En 1951, il est photographié avec le groupe des peintres rassemblant les différents courants de l'abstraction lyrique américaine dominée par les figures de Jackson Pollock, chef de fil de l'expressionnisme abstrait
Mark Rothko rompt pourtant très vite avec la peinture gestuelle et spontanée de ses collègues. Au début des années 1950, Rothko développe un langage abstrait personnel qu'il continuée à affiner et à simplifier au cours des vingt années suivantes. Ses toiles, généralement de grandes dimensions — car il croit qu'elles inspirent une plus grande intimité à la vue —, se divisent en plusieurs champs de couleur rectangulaires, plus ou moins horizontaux, ouverts et vibrants qui n'ont aucun rapport avec la géométrie et semblent flotter dans un espace indéterminé. La peinture, appliquée en une série de fines couches, comme s'il s'agissait d'aquarelle au lieu d'huile, ne révèle jamais les coups de pinceau et la texture est réduite à son expression minimale. C'est de Barnett Newman, qui peint des champs colorés séparés par des bandes nommées zip et fonde le mouvement du "color field painting", que se rapproche le style de Mark Rothko qui dira ainsi : "Je ne suis pas un coloriste, j'utilise la vie intime des couleurs."
Rothko conçoit ses œuvres comme des drames, comme la représentation d'une tragédie intemporelle. Ses peintures, imprégnées d'une grande intensité spirituelle, engagent le spectateur avec une grande force émotionnelle, inspirant la contemplation et la méditation. Robert Rosenblum a décrit la peinture de Rothko comme "l'abstraction du sublime" et l'a liée à la tradition romantique des pays d'Europe du Nord. Selon cet auteur, les peintures de Rothko, comme celles de Friedrich un siècle avant lui, « recherchent le sublime dans un monde profane ».
Rothko considére la couleur pure comme le meilleur moyen d'exprimer les émotions et, à cet égard, il peut être lié aux théories mystiques de l'abstraction de Kandinsky.

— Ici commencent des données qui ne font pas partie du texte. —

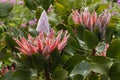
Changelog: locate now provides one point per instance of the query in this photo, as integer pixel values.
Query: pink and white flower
(42, 43)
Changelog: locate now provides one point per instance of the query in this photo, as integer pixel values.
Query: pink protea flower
(42, 43)
(20, 3)
(43, 24)
(91, 21)
(103, 53)
(6, 69)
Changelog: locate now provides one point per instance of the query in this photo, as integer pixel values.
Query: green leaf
(90, 39)
(74, 60)
(60, 74)
(114, 72)
(55, 59)
(5, 9)
(82, 68)
(30, 4)
(39, 61)
(7, 76)
(88, 2)
(22, 74)
(114, 49)
(27, 60)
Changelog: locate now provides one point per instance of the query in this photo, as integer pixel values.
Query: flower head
(42, 43)
(91, 21)
(20, 3)
(118, 1)
(43, 24)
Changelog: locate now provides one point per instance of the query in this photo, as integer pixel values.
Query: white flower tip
(43, 24)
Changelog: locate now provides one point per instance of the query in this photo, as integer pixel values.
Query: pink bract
(42, 43)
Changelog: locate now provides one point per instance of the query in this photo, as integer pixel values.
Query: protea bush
(59, 40)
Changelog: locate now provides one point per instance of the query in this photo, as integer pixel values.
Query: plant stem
(47, 75)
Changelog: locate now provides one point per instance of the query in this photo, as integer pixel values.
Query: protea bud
(91, 21)
(42, 44)
(43, 24)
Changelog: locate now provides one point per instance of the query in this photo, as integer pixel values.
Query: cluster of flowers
(45, 42)
(42, 44)
(91, 21)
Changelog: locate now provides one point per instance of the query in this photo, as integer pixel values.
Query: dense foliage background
(92, 51)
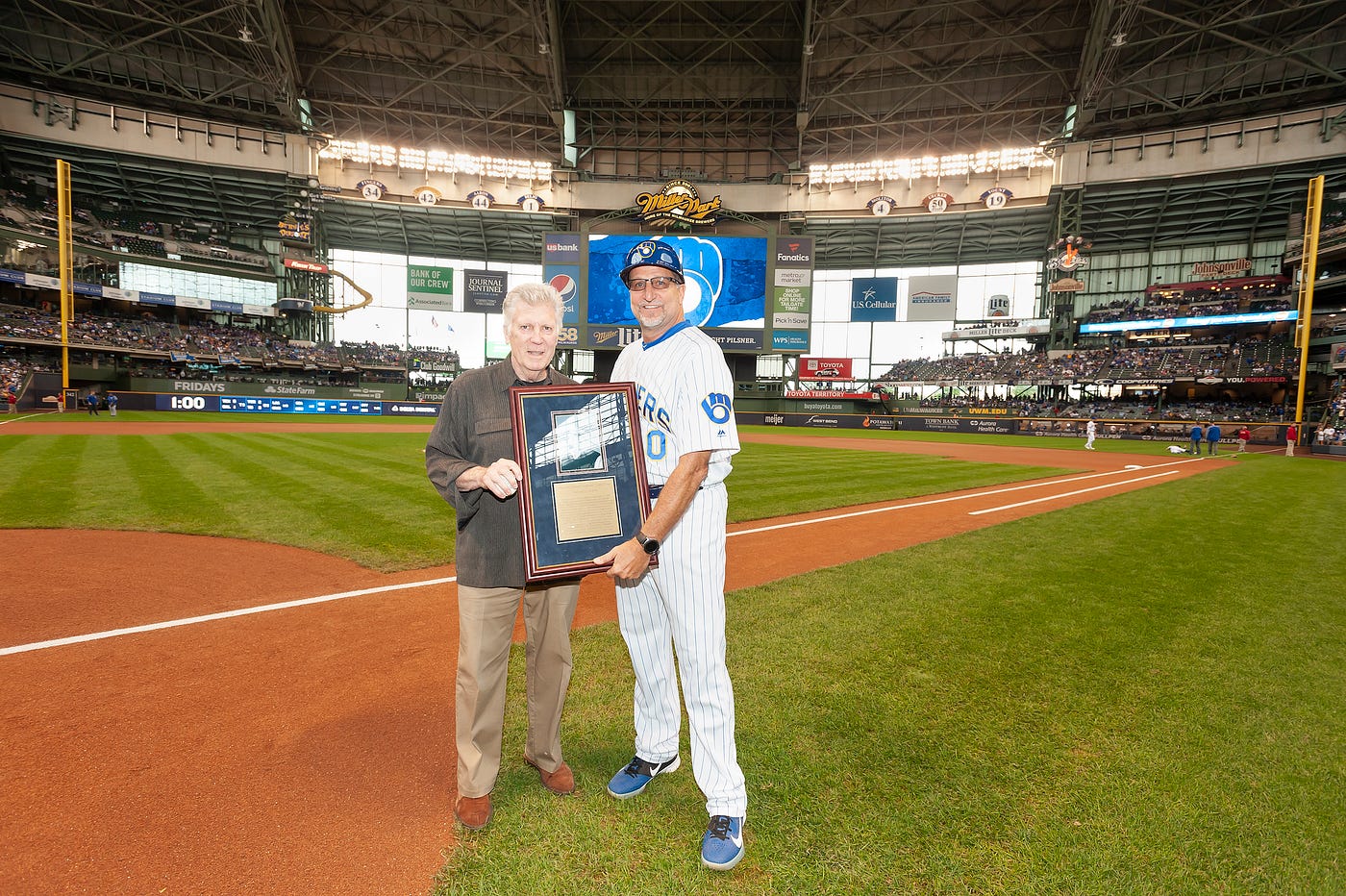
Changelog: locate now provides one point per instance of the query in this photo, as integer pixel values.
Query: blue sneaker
(722, 848)
(632, 781)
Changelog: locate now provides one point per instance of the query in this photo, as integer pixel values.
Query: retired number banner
(585, 488)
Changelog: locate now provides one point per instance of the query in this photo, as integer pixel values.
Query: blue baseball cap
(656, 253)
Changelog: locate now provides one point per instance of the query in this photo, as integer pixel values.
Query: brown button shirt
(474, 430)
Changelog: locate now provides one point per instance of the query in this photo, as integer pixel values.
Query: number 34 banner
(585, 488)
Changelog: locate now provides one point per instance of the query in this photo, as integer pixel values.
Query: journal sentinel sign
(1260, 316)
(874, 299)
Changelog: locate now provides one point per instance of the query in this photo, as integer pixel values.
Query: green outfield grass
(1140, 694)
(365, 495)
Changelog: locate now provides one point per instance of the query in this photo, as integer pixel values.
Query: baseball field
(961, 665)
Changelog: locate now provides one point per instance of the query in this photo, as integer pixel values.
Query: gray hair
(534, 295)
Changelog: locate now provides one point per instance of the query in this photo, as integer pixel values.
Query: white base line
(1067, 494)
(229, 613)
(320, 599)
(949, 499)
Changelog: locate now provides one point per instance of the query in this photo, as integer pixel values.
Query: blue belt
(656, 490)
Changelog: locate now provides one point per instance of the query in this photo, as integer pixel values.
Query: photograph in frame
(585, 488)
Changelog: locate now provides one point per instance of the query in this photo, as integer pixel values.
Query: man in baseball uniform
(470, 459)
(676, 612)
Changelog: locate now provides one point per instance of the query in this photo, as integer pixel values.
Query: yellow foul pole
(1308, 275)
(66, 272)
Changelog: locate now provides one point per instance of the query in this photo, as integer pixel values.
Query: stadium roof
(713, 90)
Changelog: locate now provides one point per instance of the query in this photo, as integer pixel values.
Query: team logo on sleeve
(716, 407)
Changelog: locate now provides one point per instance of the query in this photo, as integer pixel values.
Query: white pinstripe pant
(680, 607)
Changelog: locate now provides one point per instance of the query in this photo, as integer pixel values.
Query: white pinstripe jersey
(685, 400)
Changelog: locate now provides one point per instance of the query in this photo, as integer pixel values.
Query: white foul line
(228, 613)
(952, 498)
(1067, 494)
(320, 599)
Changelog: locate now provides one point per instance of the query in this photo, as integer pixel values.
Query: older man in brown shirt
(470, 458)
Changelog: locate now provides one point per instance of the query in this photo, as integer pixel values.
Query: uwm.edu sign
(824, 367)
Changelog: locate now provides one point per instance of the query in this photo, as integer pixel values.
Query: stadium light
(435, 161)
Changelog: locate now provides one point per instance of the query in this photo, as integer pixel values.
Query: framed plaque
(585, 488)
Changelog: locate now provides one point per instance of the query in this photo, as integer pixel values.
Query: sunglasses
(660, 284)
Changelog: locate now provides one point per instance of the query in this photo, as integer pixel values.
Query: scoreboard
(258, 405)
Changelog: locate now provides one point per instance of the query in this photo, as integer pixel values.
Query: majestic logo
(565, 286)
(1069, 259)
(881, 206)
(373, 190)
(677, 204)
(937, 202)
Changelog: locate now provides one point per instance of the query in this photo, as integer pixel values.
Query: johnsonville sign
(1220, 269)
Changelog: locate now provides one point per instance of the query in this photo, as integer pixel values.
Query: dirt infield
(309, 750)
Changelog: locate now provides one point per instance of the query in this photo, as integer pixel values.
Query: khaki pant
(485, 632)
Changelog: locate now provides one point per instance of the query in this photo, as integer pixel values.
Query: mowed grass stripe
(1117, 697)
(46, 481)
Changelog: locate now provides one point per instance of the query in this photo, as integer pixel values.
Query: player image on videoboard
(726, 280)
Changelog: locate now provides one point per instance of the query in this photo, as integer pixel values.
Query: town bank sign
(676, 204)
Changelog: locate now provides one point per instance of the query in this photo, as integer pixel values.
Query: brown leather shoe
(473, 812)
(561, 782)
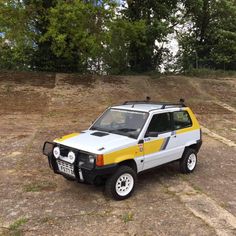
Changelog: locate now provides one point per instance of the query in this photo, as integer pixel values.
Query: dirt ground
(35, 107)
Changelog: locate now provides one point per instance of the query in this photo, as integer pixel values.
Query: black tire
(186, 160)
(112, 181)
(68, 178)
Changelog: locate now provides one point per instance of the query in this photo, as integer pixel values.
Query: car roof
(146, 107)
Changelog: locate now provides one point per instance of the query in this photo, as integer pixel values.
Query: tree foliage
(102, 36)
(210, 41)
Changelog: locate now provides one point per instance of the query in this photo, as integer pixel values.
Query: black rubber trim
(91, 175)
(198, 145)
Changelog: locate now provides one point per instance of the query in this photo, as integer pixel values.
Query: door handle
(173, 134)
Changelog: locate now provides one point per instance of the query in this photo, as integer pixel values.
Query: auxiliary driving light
(71, 156)
(56, 152)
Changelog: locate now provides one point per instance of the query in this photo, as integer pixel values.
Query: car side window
(160, 123)
(181, 120)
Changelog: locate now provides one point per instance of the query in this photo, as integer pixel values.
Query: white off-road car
(126, 140)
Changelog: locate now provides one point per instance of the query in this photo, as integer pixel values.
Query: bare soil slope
(35, 107)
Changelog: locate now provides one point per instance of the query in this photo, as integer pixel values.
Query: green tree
(147, 52)
(210, 39)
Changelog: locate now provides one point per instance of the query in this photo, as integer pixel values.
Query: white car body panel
(92, 144)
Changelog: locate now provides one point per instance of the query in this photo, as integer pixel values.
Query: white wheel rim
(192, 160)
(124, 184)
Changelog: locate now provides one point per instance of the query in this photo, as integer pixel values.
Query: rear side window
(160, 123)
(181, 120)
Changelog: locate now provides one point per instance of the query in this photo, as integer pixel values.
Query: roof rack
(162, 104)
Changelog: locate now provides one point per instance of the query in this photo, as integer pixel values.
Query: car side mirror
(151, 134)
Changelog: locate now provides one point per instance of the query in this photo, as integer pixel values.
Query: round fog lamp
(56, 152)
(71, 156)
(91, 159)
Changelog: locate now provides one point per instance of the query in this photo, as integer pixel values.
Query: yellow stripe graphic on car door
(66, 137)
(153, 146)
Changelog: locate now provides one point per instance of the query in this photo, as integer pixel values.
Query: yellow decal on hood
(66, 137)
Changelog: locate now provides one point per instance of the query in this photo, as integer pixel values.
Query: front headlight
(92, 158)
(56, 152)
(87, 160)
(71, 156)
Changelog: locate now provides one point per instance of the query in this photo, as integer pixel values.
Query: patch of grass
(127, 217)
(15, 226)
(39, 186)
(204, 72)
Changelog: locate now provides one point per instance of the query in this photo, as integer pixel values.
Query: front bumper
(81, 174)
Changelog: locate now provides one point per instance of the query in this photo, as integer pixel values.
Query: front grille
(65, 164)
(81, 160)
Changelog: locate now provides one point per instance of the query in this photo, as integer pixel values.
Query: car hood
(96, 141)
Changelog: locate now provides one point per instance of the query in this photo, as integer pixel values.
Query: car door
(181, 134)
(158, 134)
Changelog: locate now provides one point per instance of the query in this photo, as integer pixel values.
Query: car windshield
(123, 122)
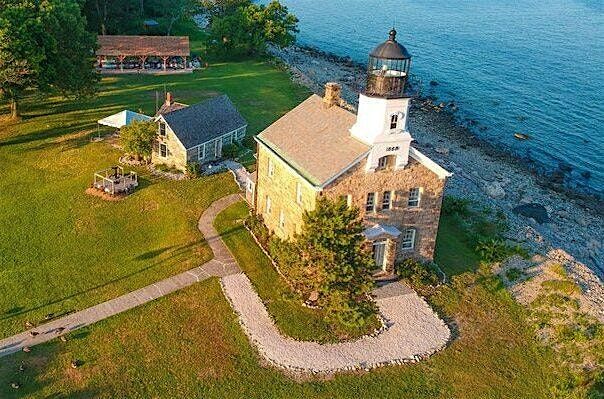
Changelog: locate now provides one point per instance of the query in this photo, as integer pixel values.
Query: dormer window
(393, 121)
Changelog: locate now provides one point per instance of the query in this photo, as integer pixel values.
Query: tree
(44, 45)
(328, 257)
(70, 47)
(137, 138)
(248, 28)
(20, 55)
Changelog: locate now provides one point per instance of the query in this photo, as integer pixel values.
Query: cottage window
(414, 197)
(271, 168)
(163, 150)
(408, 241)
(393, 121)
(387, 200)
(370, 204)
(298, 193)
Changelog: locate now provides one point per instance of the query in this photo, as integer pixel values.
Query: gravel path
(414, 331)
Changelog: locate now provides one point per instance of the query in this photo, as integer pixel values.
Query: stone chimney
(332, 94)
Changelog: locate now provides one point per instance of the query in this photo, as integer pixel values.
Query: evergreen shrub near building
(326, 262)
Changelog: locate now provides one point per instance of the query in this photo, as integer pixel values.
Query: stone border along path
(223, 264)
(413, 331)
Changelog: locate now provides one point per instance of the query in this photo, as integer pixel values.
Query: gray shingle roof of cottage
(315, 140)
(204, 121)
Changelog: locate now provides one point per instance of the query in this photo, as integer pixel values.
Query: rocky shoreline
(543, 215)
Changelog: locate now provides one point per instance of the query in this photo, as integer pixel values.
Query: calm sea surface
(535, 67)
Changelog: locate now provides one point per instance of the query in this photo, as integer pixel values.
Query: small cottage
(196, 133)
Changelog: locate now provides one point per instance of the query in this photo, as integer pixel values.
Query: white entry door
(379, 254)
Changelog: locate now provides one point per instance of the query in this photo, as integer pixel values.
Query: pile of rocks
(485, 174)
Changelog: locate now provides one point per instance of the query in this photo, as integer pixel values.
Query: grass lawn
(200, 351)
(291, 317)
(61, 250)
(454, 253)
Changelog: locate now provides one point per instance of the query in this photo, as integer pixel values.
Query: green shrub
(230, 151)
(193, 170)
(420, 275)
(493, 250)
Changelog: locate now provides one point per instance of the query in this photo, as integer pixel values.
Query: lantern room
(388, 69)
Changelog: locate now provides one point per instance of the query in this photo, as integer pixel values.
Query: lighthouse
(384, 107)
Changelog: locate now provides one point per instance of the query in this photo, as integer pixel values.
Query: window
(370, 204)
(414, 197)
(163, 150)
(271, 168)
(387, 200)
(298, 193)
(347, 199)
(408, 241)
(393, 121)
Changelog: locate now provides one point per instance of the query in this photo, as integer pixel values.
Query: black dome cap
(391, 49)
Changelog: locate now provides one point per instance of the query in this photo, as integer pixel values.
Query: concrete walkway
(413, 332)
(222, 265)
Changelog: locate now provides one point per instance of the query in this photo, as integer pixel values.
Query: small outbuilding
(115, 50)
(196, 133)
(122, 119)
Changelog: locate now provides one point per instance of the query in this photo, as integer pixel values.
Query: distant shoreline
(555, 180)
(483, 172)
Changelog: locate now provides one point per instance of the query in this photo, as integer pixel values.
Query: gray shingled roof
(204, 121)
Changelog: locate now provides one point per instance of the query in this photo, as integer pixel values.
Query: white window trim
(271, 168)
(410, 243)
(372, 202)
(392, 116)
(298, 193)
(389, 204)
(419, 198)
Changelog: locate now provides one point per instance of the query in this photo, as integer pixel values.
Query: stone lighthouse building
(321, 149)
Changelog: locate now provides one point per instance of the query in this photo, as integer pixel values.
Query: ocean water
(535, 67)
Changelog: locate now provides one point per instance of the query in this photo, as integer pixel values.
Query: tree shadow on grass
(178, 251)
(33, 380)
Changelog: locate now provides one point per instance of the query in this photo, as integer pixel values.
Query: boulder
(442, 150)
(494, 190)
(534, 211)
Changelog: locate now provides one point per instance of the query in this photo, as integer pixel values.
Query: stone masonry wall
(281, 189)
(357, 183)
(177, 157)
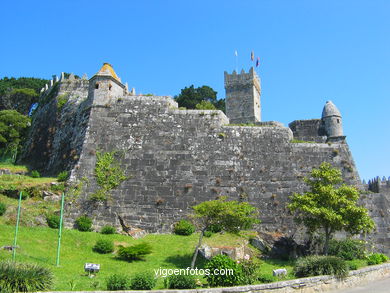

Comme Kandinsky, Rothko croit que la couleur agit directement sur l'âme humaine et était capable de susciter des émotions profondes chez le spectateur. Au début des années 1960, les tons vifs et puissants de ses peintures antérieures, qui ont une sorte d'effet rayonnant expansif, sont remplacés par des nuances ternes de marron, gris, vert foncé et brun, ce qui donne des œuvres plus hermétiques et encore plus impressionnantes.
La notion d'œuvre unique passe au second plan. En 1958, Mark Rothko élabore un projet pour la décoration du restaurant new-yorkais Les quatre saisons. Il y renonce finalement trouvant que le lieu ne se prête pas à être un temple pour l'art.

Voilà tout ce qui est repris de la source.